DECISION: KAI.rec:clerk>auth0(pricing+dx) | ★★★★

This is an important observation. Symbolic notation does not automatically guarantee fewer tokens. Modern tokenizers pack frequent English words and technical terms very efficiently, while things like , |, and ★★★★ can be more expensive than expected. So real "30x" claims need to be checked with the tokenizer of the target model, not by string length and not by split().

Below are two code examples that actually work and produce valid results on the current version of the project.

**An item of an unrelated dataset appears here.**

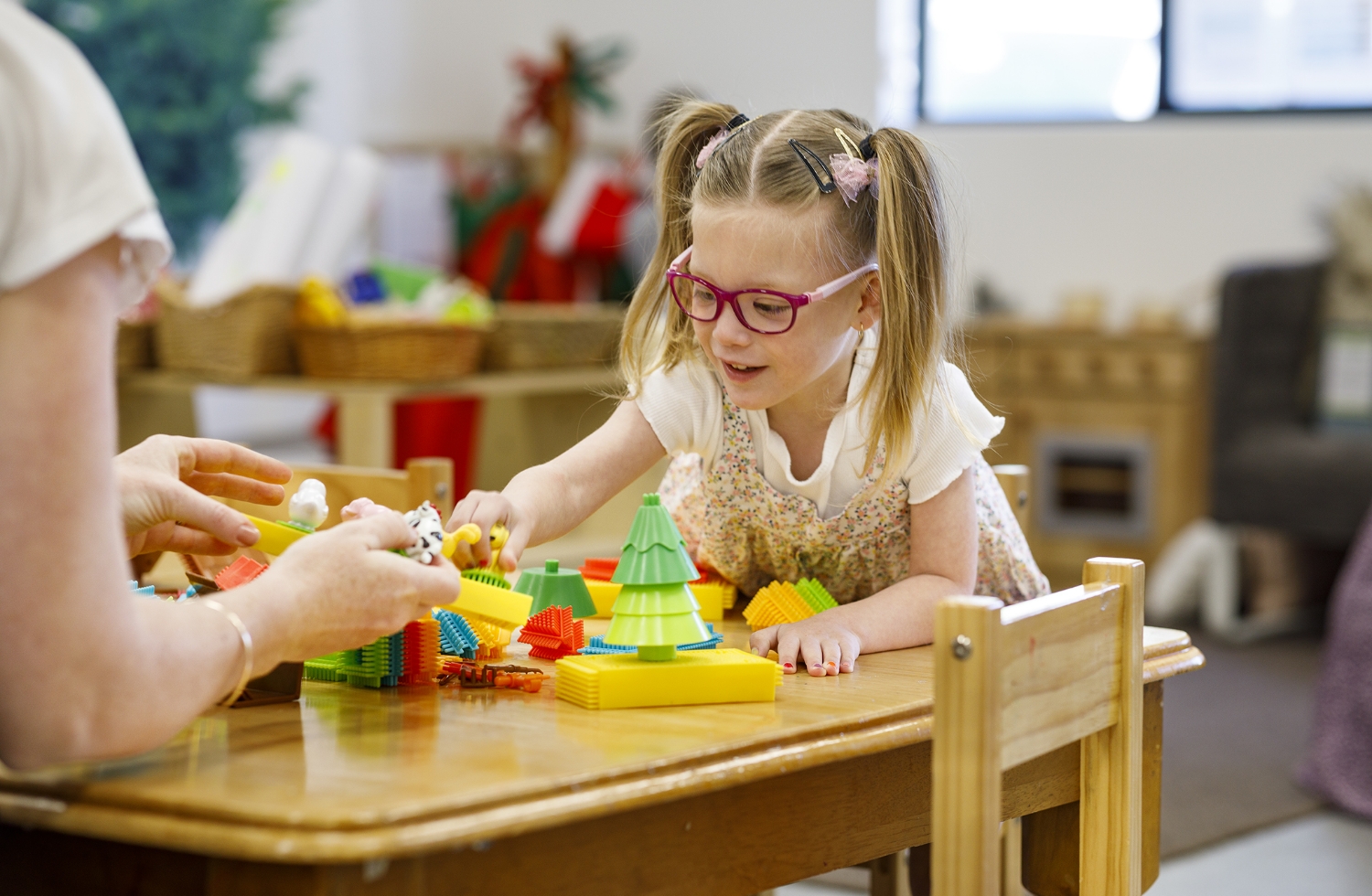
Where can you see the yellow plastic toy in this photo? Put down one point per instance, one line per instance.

Example 1. What Dialect.compress() actually returns

from mempalace.dialect import Dialect

text = """
The timeline we're living in. Last night, Ben Sigman posted that he and Milla
Jovovich released the MemPalace project publicly on GitHub. The project addresses
high-quality recall in AI/RAG systems.
"""

dialect = Dialect(entities={"Ben": "BEN", "Milla": "MIL"})
aaak = dialect.compress(text)
stats = dialect.compression_stats(text, aaak)

print(aaak)
print(stats)

On my run this produces roughly the following:

0:BEN+MIL|github_mempalace_timeline|"The timeline we're living in"|DECISION
{'original_tokens': 57, 'compressed_tokens': 29, 'ratio': 1.96, ...}

This already looks like a working minimal format, but not like the "pretty language" from the README. It also shows another important detail: the built-in compression_stats() function in the project estimates token counts very roughly as len(text) // 3, so its numbers should not be treated as exact GPT, Claude, or Gemini token counts.

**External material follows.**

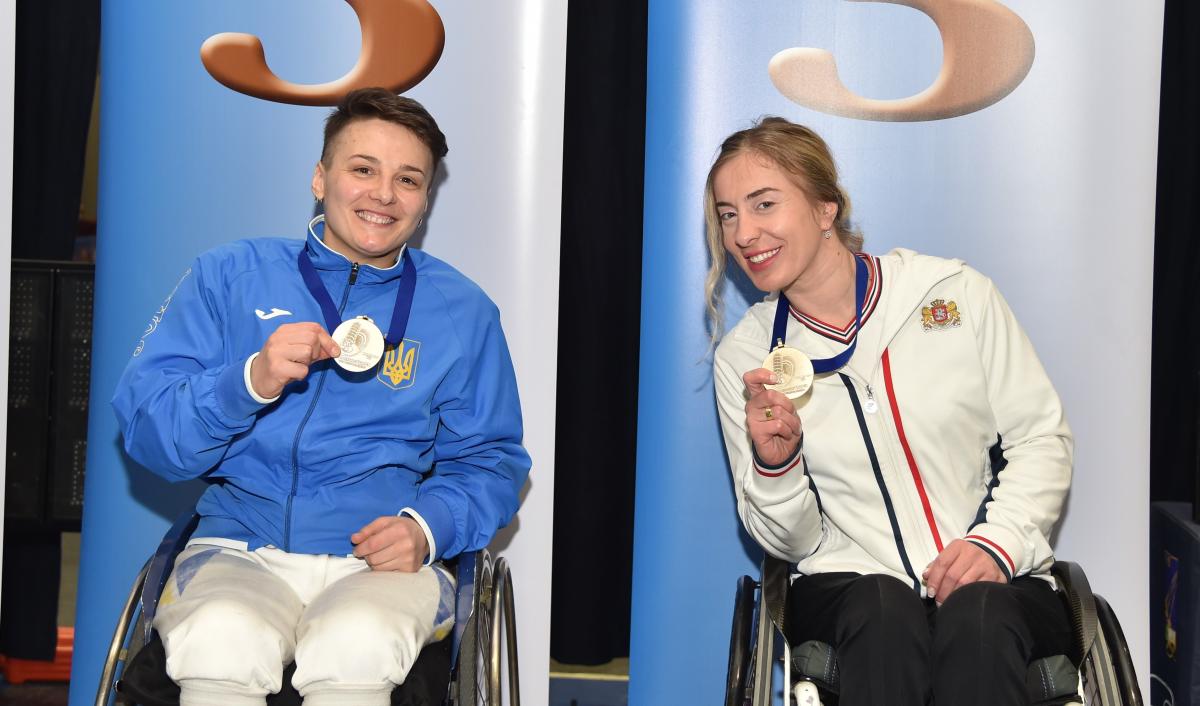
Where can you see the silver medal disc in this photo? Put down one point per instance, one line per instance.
(361, 343)
(793, 369)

Example 2. How to run Russian text through translation and then compress it

from mempalace.dialect import Dialect
from ollama import chat

text = """
Таймлайн в котором мы живем. Вчера вечером Бен Сигман выложил пост про то что
вместе с Милой Йовович они выложили проект MemPalace в открытом виде на Github.
"""

prompt = f"""Translate the following Russian text to English.
Return only the translation.

{text}
"""

response = chat(
    model="translategemma",
    messages=[{"role": "user", "content": prompt}],
)

en_text = response.message.content
dialect = Dialect(entities={"Ben": "BEN", "Milla": "MIL"})
aaak_en = dialect.compress(en_text)

print(en_text)
print(aaak_en)
print(dialect.compression_stats(en_text, aaak_en))

At the moment this path is more practical than feeding Russian text directly into Dialect.compress().

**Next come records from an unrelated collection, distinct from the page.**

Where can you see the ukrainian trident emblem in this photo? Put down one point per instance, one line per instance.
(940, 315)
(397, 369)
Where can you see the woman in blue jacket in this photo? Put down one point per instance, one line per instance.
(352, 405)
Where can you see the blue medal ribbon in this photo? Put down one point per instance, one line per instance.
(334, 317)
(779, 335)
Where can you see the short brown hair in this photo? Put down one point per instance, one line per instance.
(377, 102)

In the end, I still find the idea interesting. Even if the current AAAK in code does not yet live up to the marketing description, the basic thought that memory could be converted into a compact pseudo-code instead of an ordinary summary still feels promising. To me this notation sometimes really does look like something between shorthand and a human-readable DSL in the spirit of Neo4j.